Super is currently paid quarterly, meaning there’s plenty of opportunities for payments to slip through the cracks – sometimes deliberately. That adds up to a loss of almost $6 billion, according to Mr Dean.
“One in three workers [is] seeing on their payslip an amount that is suggested is making it to their super account, but it’s not,” Mr Dean told the standing committee on economics on Friday.
Mr Dean suggested that Australian workers should instead be paid super on payday to ensure the payments are being made regularly, calling the idea “a no-brainer”.
“The community [gets] it. They see this as a work entitlement.
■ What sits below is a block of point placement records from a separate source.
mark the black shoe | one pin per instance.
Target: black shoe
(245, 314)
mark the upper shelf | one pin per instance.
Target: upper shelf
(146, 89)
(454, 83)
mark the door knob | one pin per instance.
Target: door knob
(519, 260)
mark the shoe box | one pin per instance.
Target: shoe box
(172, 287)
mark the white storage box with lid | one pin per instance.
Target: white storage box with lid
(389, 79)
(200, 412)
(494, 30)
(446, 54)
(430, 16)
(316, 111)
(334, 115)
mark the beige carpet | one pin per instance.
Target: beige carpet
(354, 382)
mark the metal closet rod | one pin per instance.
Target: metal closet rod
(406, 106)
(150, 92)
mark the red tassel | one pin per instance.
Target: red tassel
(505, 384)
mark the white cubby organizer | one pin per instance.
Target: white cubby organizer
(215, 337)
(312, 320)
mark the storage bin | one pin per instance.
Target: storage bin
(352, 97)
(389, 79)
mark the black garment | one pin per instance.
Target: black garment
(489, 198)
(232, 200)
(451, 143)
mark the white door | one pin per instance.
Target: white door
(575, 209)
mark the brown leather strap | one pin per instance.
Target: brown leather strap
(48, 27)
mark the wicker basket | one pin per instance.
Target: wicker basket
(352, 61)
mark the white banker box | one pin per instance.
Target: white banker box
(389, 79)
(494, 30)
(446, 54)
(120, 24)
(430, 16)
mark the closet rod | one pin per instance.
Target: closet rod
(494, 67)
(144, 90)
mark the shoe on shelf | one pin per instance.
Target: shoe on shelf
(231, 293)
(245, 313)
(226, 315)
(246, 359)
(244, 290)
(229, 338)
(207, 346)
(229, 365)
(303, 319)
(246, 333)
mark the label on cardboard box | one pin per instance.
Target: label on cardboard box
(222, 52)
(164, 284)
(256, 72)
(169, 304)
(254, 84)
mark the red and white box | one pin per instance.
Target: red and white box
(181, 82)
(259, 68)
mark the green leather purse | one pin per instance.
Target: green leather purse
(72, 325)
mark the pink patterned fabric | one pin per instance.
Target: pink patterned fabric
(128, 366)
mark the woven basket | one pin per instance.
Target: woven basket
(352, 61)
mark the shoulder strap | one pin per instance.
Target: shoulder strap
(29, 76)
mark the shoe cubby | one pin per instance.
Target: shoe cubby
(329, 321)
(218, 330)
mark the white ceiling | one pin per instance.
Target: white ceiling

And we’ve seen what’s happened in recent weeks and months to those companies that have inadvertently or by design underpaid wages.”
Unpaid super hurts not just employees, but employers who do obey the law.
“It’s a terribly uneven playing field out there for employers that are paying super on time and in accordance with the law. Those that aren’t are gaining an inside run to winning contracts and to getting their costs down,” he said.
While the Recovering Unpaid Superannuation Bill is now before the senate, Mr Dean says it tackles the problem “from the wrong end” by offering amnesties to people who come forward about not paying super.
“If you know a third of the national workforce is missing out on superannuation through those employers, either inadvertently or by design… Would your first thought be to give them a free pass from a penalty?” he said
Mr Dean says that advances in financial technology should make the process of implementing a super-on-payday scheme easier.
“With the increased technology and e-commerce ecosystem, you really have to ask yourself whether an employer would have to actually go out of their way not to pay super on payday,” he said.